Billionaire investor Dan Loeb's Third Point says it's 'difficult to call a bottom' in tech stocks and the fund is investing in shares of oil and gas firms to hedge inflation

Billionaire investor Dan Loeb's Third Point says it's 'difficult to call a bottom' in tech stocks and the fund is investing in shares of oil and gas firms to hedge inflation
Daniel Loeb, founder of Third Point.REUTERS/Steve Marcus
  • It's difficult to call a bottom in the tech sector, said Dan Loeb in his fund's first quarter investment letter.
  • Third Point took on a more defensive posture in the quarter and found "interesting opportunities" in energy and cyclical sectors.
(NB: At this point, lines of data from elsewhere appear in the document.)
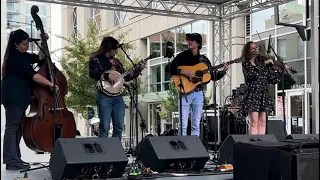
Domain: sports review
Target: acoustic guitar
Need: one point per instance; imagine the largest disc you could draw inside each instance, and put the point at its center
(190, 83)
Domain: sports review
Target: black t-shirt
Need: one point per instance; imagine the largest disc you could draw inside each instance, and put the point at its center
(186, 58)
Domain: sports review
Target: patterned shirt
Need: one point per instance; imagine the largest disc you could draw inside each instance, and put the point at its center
(100, 64)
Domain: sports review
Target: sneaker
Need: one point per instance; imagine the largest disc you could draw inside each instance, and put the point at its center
(16, 166)
(24, 163)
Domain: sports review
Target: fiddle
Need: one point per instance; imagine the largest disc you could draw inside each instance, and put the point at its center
(275, 65)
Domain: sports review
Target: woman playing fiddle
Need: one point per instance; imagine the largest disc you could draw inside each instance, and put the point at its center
(16, 91)
(257, 77)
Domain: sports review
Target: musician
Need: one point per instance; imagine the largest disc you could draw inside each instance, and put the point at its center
(192, 57)
(109, 107)
(17, 77)
(258, 76)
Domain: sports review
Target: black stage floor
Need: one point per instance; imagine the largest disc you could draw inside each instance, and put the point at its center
(44, 174)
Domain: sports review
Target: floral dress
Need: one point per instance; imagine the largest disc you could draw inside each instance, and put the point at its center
(257, 79)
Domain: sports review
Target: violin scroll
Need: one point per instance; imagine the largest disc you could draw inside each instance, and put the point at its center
(34, 10)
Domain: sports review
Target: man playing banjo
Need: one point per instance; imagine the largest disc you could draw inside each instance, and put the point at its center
(101, 63)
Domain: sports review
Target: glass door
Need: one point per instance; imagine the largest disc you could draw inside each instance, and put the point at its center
(298, 117)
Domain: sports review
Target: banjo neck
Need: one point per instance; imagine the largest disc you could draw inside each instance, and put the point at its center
(135, 67)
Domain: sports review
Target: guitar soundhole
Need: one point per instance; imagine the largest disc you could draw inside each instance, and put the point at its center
(195, 80)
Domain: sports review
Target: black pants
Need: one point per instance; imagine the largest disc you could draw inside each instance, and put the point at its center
(13, 133)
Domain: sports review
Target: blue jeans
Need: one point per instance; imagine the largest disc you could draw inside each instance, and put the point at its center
(110, 108)
(195, 99)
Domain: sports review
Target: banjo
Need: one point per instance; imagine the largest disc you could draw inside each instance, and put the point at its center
(118, 87)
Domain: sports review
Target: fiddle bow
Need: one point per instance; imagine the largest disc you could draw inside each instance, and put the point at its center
(277, 64)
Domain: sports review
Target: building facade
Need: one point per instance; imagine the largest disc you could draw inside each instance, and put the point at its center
(149, 34)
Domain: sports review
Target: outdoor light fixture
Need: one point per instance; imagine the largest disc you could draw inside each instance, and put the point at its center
(8, 28)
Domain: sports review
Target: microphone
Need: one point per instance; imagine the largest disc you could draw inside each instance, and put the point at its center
(33, 40)
(169, 49)
(269, 45)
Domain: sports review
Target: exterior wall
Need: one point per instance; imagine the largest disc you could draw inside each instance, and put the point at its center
(143, 27)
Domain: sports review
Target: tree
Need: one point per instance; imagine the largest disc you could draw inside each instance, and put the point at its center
(75, 64)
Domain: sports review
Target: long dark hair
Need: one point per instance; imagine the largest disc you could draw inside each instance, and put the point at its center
(16, 37)
(246, 50)
(107, 44)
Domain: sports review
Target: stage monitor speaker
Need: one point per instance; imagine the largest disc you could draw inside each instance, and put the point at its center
(295, 160)
(225, 152)
(275, 126)
(87, 157)
(302, 136)
(170, 152)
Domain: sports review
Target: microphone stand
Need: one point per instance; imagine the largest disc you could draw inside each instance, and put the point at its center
(180, 97)
(283, 70)
(143, 126)
(131, 120)
(205, 125)
(215, 157)
(135, 94)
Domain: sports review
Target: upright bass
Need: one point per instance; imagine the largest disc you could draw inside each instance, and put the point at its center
(49, 118)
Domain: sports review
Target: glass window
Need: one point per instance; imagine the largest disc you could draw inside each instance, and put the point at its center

Third Point, the hedge fund run by billionaire investor Daniel Loeb, sees more downside in technology stocks even after the sector's steep decline into bear market this year.

The tech-rich Nasdaq Composite was under more pressure on Monday following its fifth consecutive weekly decline.

"Even after dramatic declines, it is difficult to call a bottom in the high-growth, high-valuation end of the tech sector, especially given that many of these companies relied on stock-based compensation and controversial accounting and reporting techniques," wrote the Third Point founder and chief executive in the hedge fund's first-quarter investment letter dated May 6.

"It appears that many of the companies which used this type of compensation to attract employees may have retention difficulties, leading to increased dilution for future stock grants or increased cash wages, which could weigh on margins for analysts who rely on adjusted measures rather than old-fashioned GAAP," or generally accepted accounting principles, he wrote.

The Nasdaq Composite has plummeted into a bear market, down 22% so far this year as climbing interest rates threaten to cut into the value of future profits for tech companies. The march higher in Treasury yields reflects anticipation for the Federal Reserve to issue large and swift interest rate hikes it tries to tamp down on hot inflation. The 10-year Treasury yield on Monday rose to 3.14%, pushing further into the highest rates since late 2018.


Loeb said the hedge fund adopted a "significantly more defensive posture" in the portfolio during the first quarter and in April, saying it's concerned about valuations in the current interest rate environment, geopolitical uncertainty, and emerging weakness in important global economies.

It said it's been buying energy shares, a sector whose nearly 50% jump in 2022 has trounced the performance of the broader equity market.

It's found "interesting opportunities" in energy and other cyclical shares, starting with its investment in oil major Shell PLC last fall, and its newer stake in copper and nickel miner Glencore. It increased its position in Shell in the first quarter. Third Point initiated positions in oil and natural gas and materials companies in the first quarter as it expects them to benefit from inflation, supply shortages, and the adoption of electric vehicles and other renewable sources of energy.

Energy and materials commodities will be in short supply relative to demand as a result of "ill-conceived energy policies" in most developed countries, including the US, said Loeb.

"The negative effects of these bungled policies were compounded by well-intentioned but disastrous ESG initiatives that together resulted in a dearth of new investments in the sector. These companies will largely return their cashflow to shareholders via debt paydowns, share repurchases, and cash dividends."


The S&P 500 energy sector this year has sharply outperformed the 10 other groups tracked on the S&P 500 and the index itself. It's gained 49% through early May, followed by a 0.7% gain for utilities, the only other sector that's advanced. The S&P 500 index has fallen into correction territory with a 13% decline.

Third Point's flagship Offshore Fund dropped 11.5% in the first quarter compared with the S&P 500's decline of 4.6%. In April, it lost about 1% compared with the 8% fall in the S&P 500 and the 13% drop in the Nasdaq, it said.